Sus compañeros notaron la fascinación que Abigail sentía por aquella mujer en Chapultepec, cada vez que la encontraban, y aprovechaban para continuar asustándola. Le preguntaban si no le parecía extraño que una chica se refugiara ahí, si no notaba algo raro en sus ojos, en su forma de mirar, en el sonido del viento que parecía cambiar y se volvía más grave en su presencia, en el frío que calaba en los huesos cuando se acercaban a barrer aquel lugar.
Eran solo inventos para asustarla, decía Abigail, pero la inquietaban.

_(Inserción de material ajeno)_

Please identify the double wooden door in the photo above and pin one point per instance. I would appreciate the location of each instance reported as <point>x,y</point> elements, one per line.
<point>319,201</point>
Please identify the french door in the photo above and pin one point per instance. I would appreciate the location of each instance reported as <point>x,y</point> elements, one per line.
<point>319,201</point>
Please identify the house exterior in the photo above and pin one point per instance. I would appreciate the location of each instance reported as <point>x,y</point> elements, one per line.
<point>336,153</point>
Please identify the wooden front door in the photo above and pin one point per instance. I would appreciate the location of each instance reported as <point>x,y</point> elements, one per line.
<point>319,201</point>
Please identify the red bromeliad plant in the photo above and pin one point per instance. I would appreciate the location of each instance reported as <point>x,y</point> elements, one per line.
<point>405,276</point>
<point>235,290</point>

Más allá de la empatía que sentía por aquella joven en la que se veía reflejada, los comentarios y los cuentos de sus compañeros habían provocado que desde entonces, cada vez que se acercaban a los árboles entre los que se escondía, experimentara algo que no podía comprender: una tristeza que la atravesaba, una sensación de desolación que le apretaba el alma, la aparente certeza de que algo maligno estaba cerca, de que algo terrible estaba por suceder.
Desde entonces cada vez que la veía, cada vez que se acercaban, se mantenía lo más lejos posible. No quería volver a ver de cerca a aquellos ojos verdes que le sonreían, que parecían saber algo que ella no.
No supe más hasta aquel día, el día del escándalo, cuando los barrenderos regresaron temprano y nerviosos. Abigail no podía parar de llorar. Cuando logré calmarla, bañada en lágrimas, me contó lo que había ocurrido. Esa noche, al acercarse a Chapultepec, una pequeña fogata les llamó la atención. El frío era particularmente intenso, tanto que el movimiento al barrer les lastimaba en los huesos. No era raro pensar que la joven desconocida había prendido el fuego para mantener calientes a sus hijos, pero se acercaron para decirle que buscara un refugio al menos por esa noche. Era peligroso que permaneciera ahí.
Paseo de la Reforma lucía desierto, no había ni una sola alma.
Los gritos de los barrenderos al acercarse, al contemplar la escena alrededor de la fogata, hicieron que Abigail pensará lo peor. Aunque intentaron detenerla, se acercó para ver, para saber qué hacía que sus compañeros gritaran de terror: todo alrededor estaba cubierto de sangre, como si fuera el escenario del ataque de un animal salvaje; no había rastro alguno de la joven de ojos verdes ni de su hijo mayor. El único que estaba ahí era el niño más pequeño, inmóvil, en silencio, con la ropita cubierta de sangre y la mirada en el fuego.
Rápidamente lo tomaron para revisarlo y comprobar que no estaba herido, que la sangre en sus ropas no era la suya. El rastro de sangre se alejaba una decena de metros de aquel escondite entre los árboles, y luego desaparecía.
Abigail renunció aún sin poder contener el llanto. Le dije que se tomara un día pero se negó. No estaba dispuesta a volver.
La desaparición de la joven y su hijo no llegó ni a los periódicos de nota roja. En este México ya no es noticia que la gente desaparezca.
Cuando Abigail volvió, semana y media después, la recontratamos de inmediato. La pobre no había encontrado trabajo y el hambre empezaba a calar. No la suya, esa había aprendido a ignorarla, sino la de sus hijos. ¿No te parece curioso? Ni el miedo que le tenía a esa maldad que se esconde en algún lugar del bosque fue suficiente para alejarla de ahí, con tal de trabajar.
Cuando renuncié ya nadie molestaba a Abigail. Me contaron que ese tramo lo barrían a prisa, en silencio.
Nadie volvió a mencionar la leyenda de la mujer vampiro de Chapultepec. Quizás por eso se ha ido olvidando, y la gente cree que son cuentos para turistas y algún despistado que sale tarde del rumbo y se quiere imaginar una aventura mientras camina al Metrobús. Algo que lo saque de esa rutina más espantosa que las historias de fantasmas de la Ciudad de México.